Impact of High-Risk Cytogenetics and Achievement of Molecular Remission on Long-Term Freedom from Disease after Autologous-Allogeneic Tandem Transplantation in Patients with Multiple Myeloma

2013 
Abstract Within a prospective protocol, the incidence and impact of achievement of molecular remission (mCR) and high-risk cytogenetics was investigated in 73 patients with multiple myeloma (MM) after autologous (auto)–allogeneic (allo) tandem stem cell transplantation (SCT). After induction chemotherapy, patients received melphalan 200 mg/m 2 before undergoing auto-SCT, followed 3 months later by melphalan 140 mg/m 2 and fludarabine 180 mg/m 2 before allo-SCT. Sixteen patients had high-risk cytogenetic features, defined by positive FISH for del(17p13) and/or t(4;14). Overall, 66% of the patients achieved CR or near-CR, and 41% achieved mCR, which was sustained negative (at least 4 consecutive samples negative) in 15 patients (21%), with no significant difference in incidence between the patients with high-risk cytogenetics and others ( P  = .70). After a median follow-up of 6 years, overall 5-year progression-free survival was 29%, with no significant difference between del 17p13/t(4;14)-harboring patients and others (24% versus 30%; P  = .70).
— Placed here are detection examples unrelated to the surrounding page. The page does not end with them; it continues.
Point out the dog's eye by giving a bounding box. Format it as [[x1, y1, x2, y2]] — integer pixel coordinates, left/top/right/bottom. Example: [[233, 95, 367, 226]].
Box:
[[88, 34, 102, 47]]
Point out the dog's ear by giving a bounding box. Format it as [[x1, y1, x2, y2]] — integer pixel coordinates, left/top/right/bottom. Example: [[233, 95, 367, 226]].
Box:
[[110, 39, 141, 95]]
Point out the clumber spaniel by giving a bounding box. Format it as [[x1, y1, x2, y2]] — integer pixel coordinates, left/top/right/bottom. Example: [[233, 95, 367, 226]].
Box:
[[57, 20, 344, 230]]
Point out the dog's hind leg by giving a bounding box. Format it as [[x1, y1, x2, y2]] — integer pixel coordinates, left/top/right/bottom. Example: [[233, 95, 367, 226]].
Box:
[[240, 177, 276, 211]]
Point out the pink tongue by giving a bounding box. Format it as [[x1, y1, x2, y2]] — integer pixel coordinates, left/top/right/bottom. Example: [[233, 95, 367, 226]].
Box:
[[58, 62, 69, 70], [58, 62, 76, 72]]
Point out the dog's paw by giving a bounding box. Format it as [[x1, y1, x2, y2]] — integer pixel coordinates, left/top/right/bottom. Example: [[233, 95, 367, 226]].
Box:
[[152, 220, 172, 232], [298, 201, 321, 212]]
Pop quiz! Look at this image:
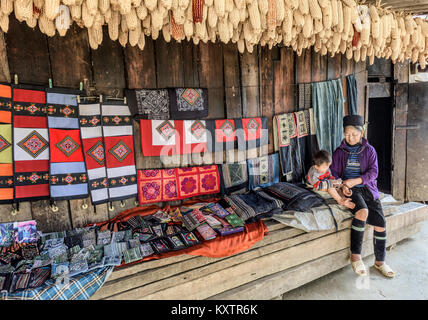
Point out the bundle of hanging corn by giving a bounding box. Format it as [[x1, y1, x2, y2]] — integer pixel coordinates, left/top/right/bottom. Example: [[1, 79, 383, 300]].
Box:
[[0, 0, 428, 68]]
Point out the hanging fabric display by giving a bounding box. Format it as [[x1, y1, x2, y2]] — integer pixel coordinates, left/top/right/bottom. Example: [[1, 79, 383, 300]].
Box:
[[273, 108, 317, 182], [168, 88, 208, 120], [138, 165, 220, 204], [140, 119, 209, 156], [101, 101, 137, 201], [247, 153, 279, 190], [292, 111, 309, 182], [304, 108, 318, 170], [79, 102, 108, 205], [46, 89, 88, 200], [236, 118, 269, 150], [140, 119, 180, 157], [206, 119, 238, 152], [12, 85, 49, 201], [126, 89, 170, 120], [0, 84, 13, 203], [346, 74, 358, 115], [180, 120, 208, 154], [219, 161, 248, 194], [312, 79, 344, 154]]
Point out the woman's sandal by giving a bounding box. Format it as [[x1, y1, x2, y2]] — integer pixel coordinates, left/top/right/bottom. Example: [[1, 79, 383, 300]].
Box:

The 5-year progression-free survival differed substantially according to the achieved remission: 17% for partial remission, 41% for CR, 57% for mCR, and 85% for sustained mCR. These results suggest that auto–allo tandem SCT may overcome the negative prognostic effect of del(17p13) and/or t(4;14) and that achievement of molecular remission resulted in long-term freedom from disease.